Unlauterkeit liegt gem. § 4 Nr. 3 UWG u. a. dann von, wenn der Werbecharakter von
geschäftlichen Handlungen verschleiert wird, was insbesondere dann der Fall ist, wenn in einer Zeitung eine entgeltliche Anzeige erscheint und als redaktioneller Beitrag getarnt wird; hierdurch werden im Übrigen auch die weiteren Voraussetzungen des § 3 Abs. 1, Abs. 2 UWG erfüllt. In diesen Fällen liegt überdies auch eine unzulässige geschäftliche Handlung im Sinne von § 3 Abs. 3 UWG i. V. m. Ziff. 11 des Anhangs zum UWG vor.
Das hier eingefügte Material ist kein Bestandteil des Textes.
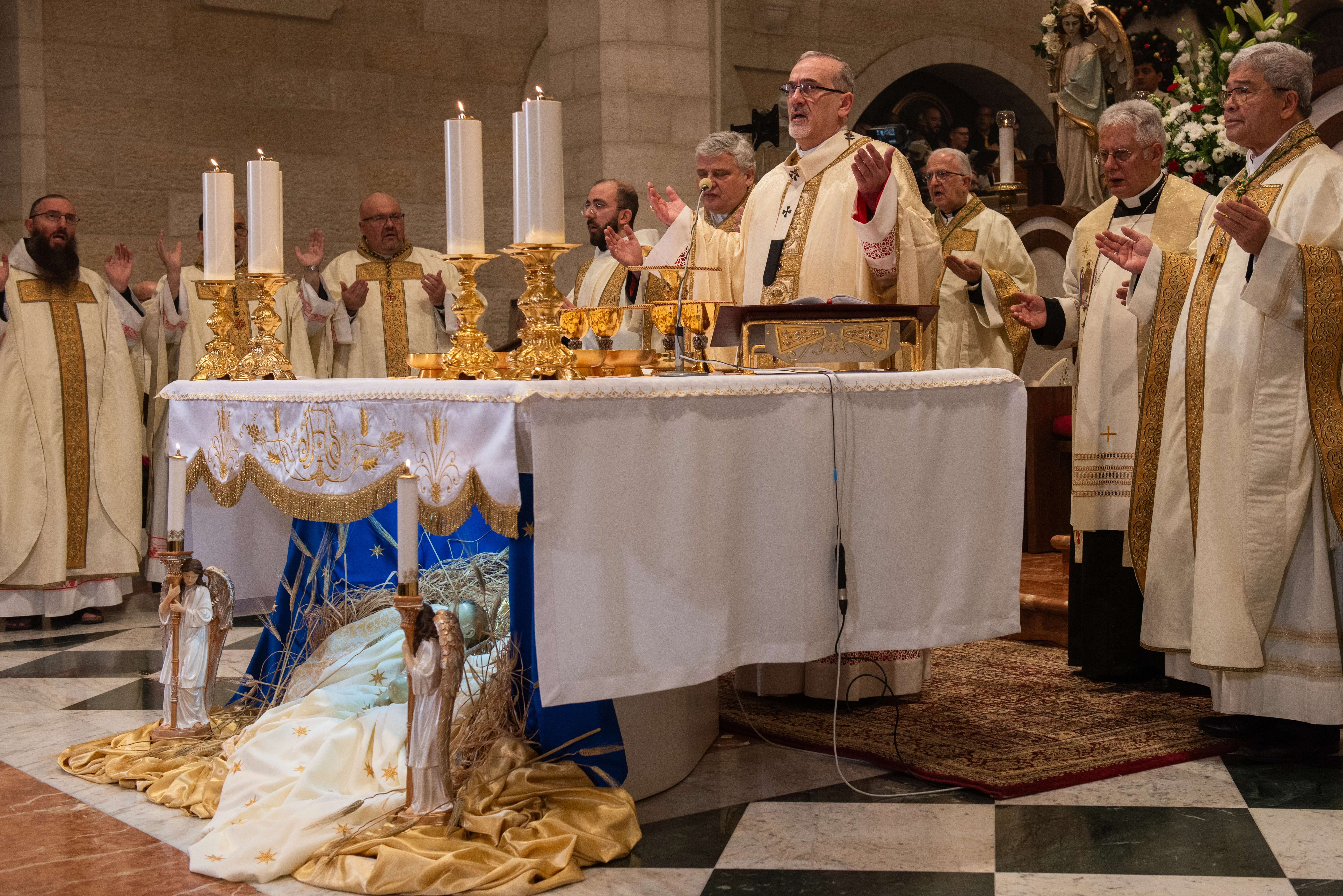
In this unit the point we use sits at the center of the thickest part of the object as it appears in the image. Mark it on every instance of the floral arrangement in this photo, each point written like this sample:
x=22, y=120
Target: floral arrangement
x=1199, y=150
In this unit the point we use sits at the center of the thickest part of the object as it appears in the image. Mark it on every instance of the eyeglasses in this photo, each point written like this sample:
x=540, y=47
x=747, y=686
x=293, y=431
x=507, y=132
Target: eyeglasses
x=806, y=92
x=56, y=218
x=1240, y=95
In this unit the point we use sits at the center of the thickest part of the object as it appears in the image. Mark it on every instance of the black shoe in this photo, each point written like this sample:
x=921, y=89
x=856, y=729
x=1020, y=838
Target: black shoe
x=1239, y=726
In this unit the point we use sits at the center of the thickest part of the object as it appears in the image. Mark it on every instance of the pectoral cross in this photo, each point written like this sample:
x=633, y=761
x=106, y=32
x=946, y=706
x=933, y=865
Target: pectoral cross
x=74, y=401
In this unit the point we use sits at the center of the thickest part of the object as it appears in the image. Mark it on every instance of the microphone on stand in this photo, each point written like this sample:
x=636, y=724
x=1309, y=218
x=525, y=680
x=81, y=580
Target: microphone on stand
x=680, y=331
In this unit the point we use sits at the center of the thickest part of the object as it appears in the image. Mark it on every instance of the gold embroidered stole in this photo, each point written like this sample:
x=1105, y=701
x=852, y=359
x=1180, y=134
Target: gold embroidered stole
x=1301, y=139
x=785, y=287
x=62, y=297
x=391, y=272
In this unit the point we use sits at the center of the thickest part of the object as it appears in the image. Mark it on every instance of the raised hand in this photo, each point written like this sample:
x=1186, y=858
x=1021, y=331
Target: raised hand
x=625, y=248
x=872, y=168
x=668, y=210
x=1031, y=314
x=433, y=284
x=118, y=267
x=1129, y=250
x=355, y=295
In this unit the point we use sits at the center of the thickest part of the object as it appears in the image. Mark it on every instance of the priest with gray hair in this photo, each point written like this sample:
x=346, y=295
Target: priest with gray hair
x=986, y=265
x=1239, y=472
x=1113, y=346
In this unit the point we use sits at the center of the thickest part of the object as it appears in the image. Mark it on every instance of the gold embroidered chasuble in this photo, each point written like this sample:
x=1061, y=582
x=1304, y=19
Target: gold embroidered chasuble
x=73, y=436
x=1239, y=512
x=397, y=319
x=970, y=335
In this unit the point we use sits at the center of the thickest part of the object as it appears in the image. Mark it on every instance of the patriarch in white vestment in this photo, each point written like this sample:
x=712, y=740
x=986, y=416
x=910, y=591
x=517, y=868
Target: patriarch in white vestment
x=1106, y=605
x=393, y=299
x=840, y=217
x=605, y=283
x=1239, y=488
x=73, y=430
x=986, y=265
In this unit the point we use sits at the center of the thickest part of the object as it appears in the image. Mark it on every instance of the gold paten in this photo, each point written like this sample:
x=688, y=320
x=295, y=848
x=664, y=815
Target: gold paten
x=471, y=358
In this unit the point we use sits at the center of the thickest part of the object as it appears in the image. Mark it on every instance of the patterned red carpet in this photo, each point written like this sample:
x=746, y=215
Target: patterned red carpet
x=1006, y=718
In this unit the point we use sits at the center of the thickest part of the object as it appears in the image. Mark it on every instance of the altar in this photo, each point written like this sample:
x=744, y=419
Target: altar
x=676, y=528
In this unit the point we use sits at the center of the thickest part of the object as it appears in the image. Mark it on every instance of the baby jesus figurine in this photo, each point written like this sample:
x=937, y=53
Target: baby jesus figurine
x=193, y=601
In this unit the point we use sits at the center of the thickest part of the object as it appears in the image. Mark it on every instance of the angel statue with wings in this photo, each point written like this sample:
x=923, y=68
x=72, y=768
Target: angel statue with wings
x=1088, y=50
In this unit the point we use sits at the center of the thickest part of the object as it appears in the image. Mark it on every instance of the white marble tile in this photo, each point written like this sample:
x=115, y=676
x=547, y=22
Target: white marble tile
x=1138, y=886
x=1309, y=843
x=864, y=837
x=743, y=774
x=1200, y=784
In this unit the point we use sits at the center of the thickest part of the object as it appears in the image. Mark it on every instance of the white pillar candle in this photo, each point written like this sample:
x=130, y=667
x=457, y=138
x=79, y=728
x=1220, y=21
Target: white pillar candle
x=522, y=199
x=178, y=490
x=408, y=527
x=464, y=182
x=546, y=170
x=265, y=218
x=217, y=206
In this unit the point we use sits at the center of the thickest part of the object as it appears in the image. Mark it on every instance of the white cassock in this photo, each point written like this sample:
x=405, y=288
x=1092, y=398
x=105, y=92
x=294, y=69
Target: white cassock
x=193, y=659
x=602, y=283
x=397, y=319
x=984, y=332
x=72, y=440
x=1240, y=452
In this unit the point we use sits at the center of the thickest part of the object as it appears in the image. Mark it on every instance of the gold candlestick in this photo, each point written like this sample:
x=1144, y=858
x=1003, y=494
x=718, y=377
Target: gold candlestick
x=221, y=358
x=265, y=359
x=542, y=352
x=471, y=357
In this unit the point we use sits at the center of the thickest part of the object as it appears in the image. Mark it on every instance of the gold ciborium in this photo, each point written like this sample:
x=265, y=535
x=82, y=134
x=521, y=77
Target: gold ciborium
x=471, y=357
x=265, y=359
x=542, y=352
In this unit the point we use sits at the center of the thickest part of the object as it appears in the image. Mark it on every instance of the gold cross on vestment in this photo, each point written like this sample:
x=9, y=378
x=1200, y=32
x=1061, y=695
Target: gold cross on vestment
x=74, y=401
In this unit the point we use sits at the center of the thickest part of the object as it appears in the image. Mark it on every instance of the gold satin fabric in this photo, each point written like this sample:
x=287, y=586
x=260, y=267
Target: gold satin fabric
x=526, y=829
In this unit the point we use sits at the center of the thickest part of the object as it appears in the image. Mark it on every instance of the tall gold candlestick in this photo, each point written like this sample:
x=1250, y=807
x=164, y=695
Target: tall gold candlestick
x=471, y=357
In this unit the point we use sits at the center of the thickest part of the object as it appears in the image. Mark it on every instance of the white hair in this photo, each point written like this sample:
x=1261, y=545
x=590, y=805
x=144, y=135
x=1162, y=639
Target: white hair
x=722, y=142
x=1138, y=115
x=1283, y=68
x=962, y=159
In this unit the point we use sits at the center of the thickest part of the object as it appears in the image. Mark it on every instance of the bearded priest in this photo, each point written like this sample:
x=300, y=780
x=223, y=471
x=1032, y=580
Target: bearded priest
x=1105, y=601
x=841, y=215
x=1239, y=480
x=393, y=297
x=986, y=267
x=603, y=281
x=71, y=492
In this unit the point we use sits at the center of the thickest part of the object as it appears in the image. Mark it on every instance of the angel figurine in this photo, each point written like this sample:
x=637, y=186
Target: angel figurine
x=1094, y=53
x=434, y=668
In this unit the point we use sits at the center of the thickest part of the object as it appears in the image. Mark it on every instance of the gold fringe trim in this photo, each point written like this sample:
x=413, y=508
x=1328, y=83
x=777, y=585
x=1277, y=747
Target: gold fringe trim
x=357, y=506
x=1172, y=288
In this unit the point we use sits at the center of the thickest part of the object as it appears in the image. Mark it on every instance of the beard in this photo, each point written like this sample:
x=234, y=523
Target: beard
x=62, y=264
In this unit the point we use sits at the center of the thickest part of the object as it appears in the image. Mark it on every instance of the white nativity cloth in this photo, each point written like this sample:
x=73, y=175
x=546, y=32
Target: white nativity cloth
x=33, y=484
x=598, y=284
x=425, y=675
x=360, y=350
x=892, y=258
x=1262, y=592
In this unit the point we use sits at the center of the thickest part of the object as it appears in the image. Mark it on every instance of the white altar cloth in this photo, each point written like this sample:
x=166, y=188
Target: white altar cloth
x=686, y=527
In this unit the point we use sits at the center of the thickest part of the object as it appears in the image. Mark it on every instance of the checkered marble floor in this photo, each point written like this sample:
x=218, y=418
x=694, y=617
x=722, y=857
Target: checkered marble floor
x=755, y=819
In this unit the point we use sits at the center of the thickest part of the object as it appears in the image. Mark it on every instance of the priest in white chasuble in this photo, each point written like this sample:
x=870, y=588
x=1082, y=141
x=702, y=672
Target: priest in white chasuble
x=606, y=283
x=840, y=217
x=986, y=265
x=1239, y=490
x=1106, y=604
x=393, y=297
x=303, y=307
x=72, y=437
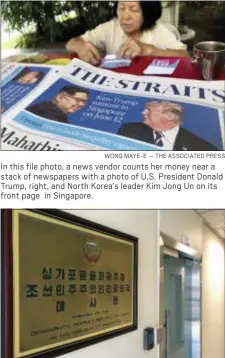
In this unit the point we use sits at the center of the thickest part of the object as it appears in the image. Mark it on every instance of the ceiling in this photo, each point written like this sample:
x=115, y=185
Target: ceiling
x=215, y=218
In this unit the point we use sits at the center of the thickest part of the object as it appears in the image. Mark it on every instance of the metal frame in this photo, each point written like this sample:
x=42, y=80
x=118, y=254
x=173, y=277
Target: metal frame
x=174, y=248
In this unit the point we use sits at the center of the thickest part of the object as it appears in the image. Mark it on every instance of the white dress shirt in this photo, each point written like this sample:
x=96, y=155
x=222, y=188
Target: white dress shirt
x=168, y=138
x=109, y=36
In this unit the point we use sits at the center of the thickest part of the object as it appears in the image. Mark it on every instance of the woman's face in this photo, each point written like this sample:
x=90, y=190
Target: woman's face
x=130, y=16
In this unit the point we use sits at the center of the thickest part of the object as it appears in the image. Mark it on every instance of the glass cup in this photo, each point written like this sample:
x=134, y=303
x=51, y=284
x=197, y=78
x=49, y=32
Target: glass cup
x=209, y=58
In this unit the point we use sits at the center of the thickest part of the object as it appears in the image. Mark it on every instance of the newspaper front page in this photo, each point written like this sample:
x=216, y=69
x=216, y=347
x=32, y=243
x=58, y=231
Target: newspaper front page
x=85, y=108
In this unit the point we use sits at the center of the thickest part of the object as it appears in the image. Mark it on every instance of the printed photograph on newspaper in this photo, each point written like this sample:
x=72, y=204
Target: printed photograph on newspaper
x=92, y=108
x=19, y=80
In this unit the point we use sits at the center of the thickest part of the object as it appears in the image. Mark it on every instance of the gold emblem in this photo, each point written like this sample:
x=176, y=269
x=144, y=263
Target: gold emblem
x=92, y=251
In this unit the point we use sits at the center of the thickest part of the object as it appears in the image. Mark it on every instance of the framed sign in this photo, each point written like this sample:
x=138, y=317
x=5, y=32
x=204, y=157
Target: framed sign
x=67, y=283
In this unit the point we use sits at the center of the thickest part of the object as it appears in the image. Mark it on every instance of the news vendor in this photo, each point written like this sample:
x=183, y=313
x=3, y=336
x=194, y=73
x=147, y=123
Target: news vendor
x=133, y=31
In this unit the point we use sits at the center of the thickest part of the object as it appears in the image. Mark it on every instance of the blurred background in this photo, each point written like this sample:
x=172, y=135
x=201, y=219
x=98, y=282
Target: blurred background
x=49, y=24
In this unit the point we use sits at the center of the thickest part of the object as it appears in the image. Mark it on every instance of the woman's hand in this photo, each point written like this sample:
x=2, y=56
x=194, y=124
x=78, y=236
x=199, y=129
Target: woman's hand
x=129, y=49
x=89, y=53
x=132, y=48
x=86, y=51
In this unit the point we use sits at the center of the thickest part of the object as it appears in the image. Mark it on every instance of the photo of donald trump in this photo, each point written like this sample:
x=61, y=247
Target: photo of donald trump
x=161, y=126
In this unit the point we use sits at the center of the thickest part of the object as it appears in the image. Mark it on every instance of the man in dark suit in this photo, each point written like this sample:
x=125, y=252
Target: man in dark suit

Hier ergibt sich die Absicht der Begehung einer entsprechenden wettbewerbswidrigen
Handlung aus dem Inhalt der E-Mail vom 18.11.2014 nebst Anhang. Denn die durch die entsprechende Werbeaktion der Antragsgegnerin angesprochenen Verkehrskreise, also die Rechtsanwälte im Stadtgebiet von mussten das entsprechende Angebot der Antragsgegnerin dahingehend verstehen, dass sie in dem Fall, dass sie einen entsprechenden Anzeigenauftrag erteilen, einen Anspruch darauf haben, mit ihrer Kanzlei im Rahmen einer weiteren Anzeige mit Bild vorgestellt werden, die als redaktioneller Artikel getarnt wird und deren Werbecharakter auf diese
Weise verschleiert wird.

Dies ergibt sich neben dem insoweit eindeutigen Inhalt des E-Mail-Textes, der lediglich von einer redaktionellen Vorstellung, nicht aber von einer zusätzlichen Anzeige spricht, insbesondere auch aus dem der E-Mail beigefügten Muster. Die beiden dort dargestellten Beiträge sind in ihrem Aufbau und ihrer Präsentation komplett wie ein redaktioneller Artikel, nicht aber wie eine Anzeige gestaltet und von den übrigen Werbeanzeigen, also den dort vorhandenen Leerfeldern, deutlich abgesetzt. Es sind Überschriften mit sachlich rechtlichen Themen vorhanden, Unter-Überschriften, ein Vorspann und ein darunter liegender Haupttext.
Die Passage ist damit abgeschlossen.